LIVE FROM GSMA MOBILE 360 AFRICA: Leveraging existing SIM technology is a means for operators in emerging markets to move beyond broadcast-type services to targeting users with more personalised offerings, according to a morning session run by the GSMA’s Mobile for Development (M4D) programme.
Among the services that can be delivered via the SIM include mobile money (the original M-Pesa ran on SIM toolkit as an app), insurance and micro loans, as well as agriculture, health and access to utility services.
Underpinning a move to more personalised services is a requirement for a higher degree of security, identity and authentication.
The importance of these areas was emphasised by Jeremy Osborne, business development director for Africa with SIM vendor Gemalto.
He said the cost of ID theft should be measured not just in financial cost but the time lost when a user has to restore their identity.
“The amount of effort to restore identity back to normal is extraordinary,” said Osborne.
It’s not just users who feel a negative impact either. Governments, enterprises, banks and web-based merchants also feel the pain of identity theft.
The advantages of using a SIM to authenticate identity include virtually universal availability, security, as well as ease of use and integration.
But the challenge of all such uses is to engage users. Fabio Sergio, VP of creative with industrial design firm Frog, argued the user experience is key.

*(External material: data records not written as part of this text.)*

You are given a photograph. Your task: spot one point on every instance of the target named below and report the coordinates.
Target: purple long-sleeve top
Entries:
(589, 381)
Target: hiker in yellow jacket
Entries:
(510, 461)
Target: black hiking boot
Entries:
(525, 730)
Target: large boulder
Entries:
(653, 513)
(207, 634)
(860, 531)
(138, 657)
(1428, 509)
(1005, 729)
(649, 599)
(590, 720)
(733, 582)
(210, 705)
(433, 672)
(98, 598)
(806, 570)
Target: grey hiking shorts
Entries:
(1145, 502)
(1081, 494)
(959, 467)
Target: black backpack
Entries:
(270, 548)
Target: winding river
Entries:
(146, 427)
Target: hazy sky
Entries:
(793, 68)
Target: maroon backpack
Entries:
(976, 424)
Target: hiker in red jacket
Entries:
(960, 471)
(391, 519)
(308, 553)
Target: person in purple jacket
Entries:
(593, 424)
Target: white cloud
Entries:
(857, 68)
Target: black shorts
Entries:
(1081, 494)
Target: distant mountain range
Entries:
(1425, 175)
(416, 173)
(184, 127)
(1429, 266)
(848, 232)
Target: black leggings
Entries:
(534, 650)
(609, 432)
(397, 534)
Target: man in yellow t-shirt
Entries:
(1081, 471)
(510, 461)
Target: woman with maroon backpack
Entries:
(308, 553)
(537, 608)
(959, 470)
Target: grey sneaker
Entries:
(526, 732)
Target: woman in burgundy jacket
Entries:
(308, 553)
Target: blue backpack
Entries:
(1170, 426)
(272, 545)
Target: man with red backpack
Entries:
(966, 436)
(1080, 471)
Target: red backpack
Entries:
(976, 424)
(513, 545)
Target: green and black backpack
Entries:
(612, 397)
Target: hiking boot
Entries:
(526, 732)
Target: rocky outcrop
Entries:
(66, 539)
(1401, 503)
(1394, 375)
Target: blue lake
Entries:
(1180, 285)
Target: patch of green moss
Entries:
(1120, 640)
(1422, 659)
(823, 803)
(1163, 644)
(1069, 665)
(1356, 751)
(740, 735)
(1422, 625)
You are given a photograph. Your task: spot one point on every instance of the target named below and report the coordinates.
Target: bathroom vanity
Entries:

“There are plenty of examples where a really useful service becomes impossible to use,” said Sergio (pictured), giving the example of the time-out for USSD which is a limitation that is unclear to the user.
“The user tries to do something but basically gets kicked out in two minutes. They don’t understand why. They think they might have completed the process, or think they haven’t.
They then feel insecure and stop using the service,” summarised Sergio.
“So poorly designed services hinder adoption and, in the end, hinder the option to make money,” he said.